Despite having their evictions dismissed, renters in Columbus, Ohio, face barriers to obtaining housing. One Columbus landlord filed two evictions against a tenant during the pandemic while the tenant was waiting on a rental assistance payment from IMPACT Community Action. While both evictions were dismissed, the landlord recently told the tenant he will not renew her lease. Although the tenant has found other homes that fit her budget, she has been continually rejected due to the eviction filings on her records.

Rhode Island

Advocates for people experiencing homelessness protested outside Governor Dan McKee’s State House office on May 12 to urge Rhode Island lawmakers to deploy 500 beds for the hundreds of people that are being evicted from hotels funded through the Federal Emergency Management Agency (FEMA). Funding for the hotels will stop at the end of next month, and advocates are urging officials to act quickly to find housing for the roughly 500 residents.


The City of Dallas stopped accepting new applications for its emergency rental assistance (ERA) program on May 22. Applications that have already been submitted will continue to be processed.

A Houston tenant was evicted even though she is awaiting help from the Houston-Harris County Emergency Rental Assistance (ERA) Program. The tenant’s landlord agreed to participate in the ERA program and by doing so was required to agree not to evict a tenant for nonpayment of rent while their application was being reviewed. An attorney representing the tenant reports that this is not an isolated incident and that similar situations are occurring across the board.

El Paso County Commissioners approved $2.8 million on May 16 for emergency rental assistance funds that will be distributed by United Way of El Paso.


The Virginia Rent Relief Program stopped accepting applications on May 15. Through March 2022, the program distributed $713 million in aid to 104,990 households across Virginia. The Legal Aid Justice Center is concerned about a potential rise in evictions when many of the legal protections for tenants that were paired with rental assistance end on June 30.

There are growing concerns about a looming wave of evictions after Virginia’s rental assistance program stopped accepting applications on May 15. Two rent relief programs are still available to help renters in Charlottesville. Nearly $400,000 in rental assistance is available in the city and Albemarle County. If the demand for assistance increases, the city council may consider using ARPA Fiscal Recovery Funds to provide additional rental assistance.

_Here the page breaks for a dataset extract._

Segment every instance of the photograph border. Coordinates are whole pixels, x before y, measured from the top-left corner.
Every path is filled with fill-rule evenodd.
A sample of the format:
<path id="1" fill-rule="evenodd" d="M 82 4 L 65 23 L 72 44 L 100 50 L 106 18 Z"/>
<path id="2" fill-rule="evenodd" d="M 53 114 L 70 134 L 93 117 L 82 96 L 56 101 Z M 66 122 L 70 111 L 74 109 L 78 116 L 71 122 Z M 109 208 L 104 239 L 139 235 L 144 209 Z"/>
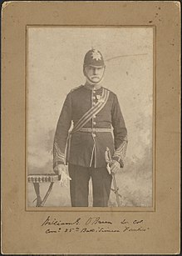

The tenant advocacy group African Communities Together is working to prevent a wave of evictions in the Southern Towers complex in Alexandria, Virginia. Despite eviction protections enacted during the pandemic, the property owner still pursued eviction proceedings against some of the residents. Advocates are concerned that evictions could escalate since the Virginia Rent Relief Program has stopped accepting applications and many of the eviction protections for tenants that were paired with that program will soon expire.

Hundreds of families who live in public housing in Richmond are facing eviction. About 700 families are on Richmond Redevelopment & Housing Authority’s at-risk list, with 300 households set to face eviction this summer.


Dane County Executive Joe Parisi has asked staff to explore the feasibility of extending the county’s emergency hotel shelter program for individuals experiencing homelessness due to the recent increase in COVID-19 cases in the community. Dane County is currently utilizing around 170 hotels to shelter people experiencing homelessness who are at higher risk and those in need of isolation and quarantine shelter. The county’s program is currently set to close at the end of June, but Parisi asked county staff to speak with local hotels and service providers about potentially extending services into next year, given federal projections of a renewed surge in COVID-19 cases this fall.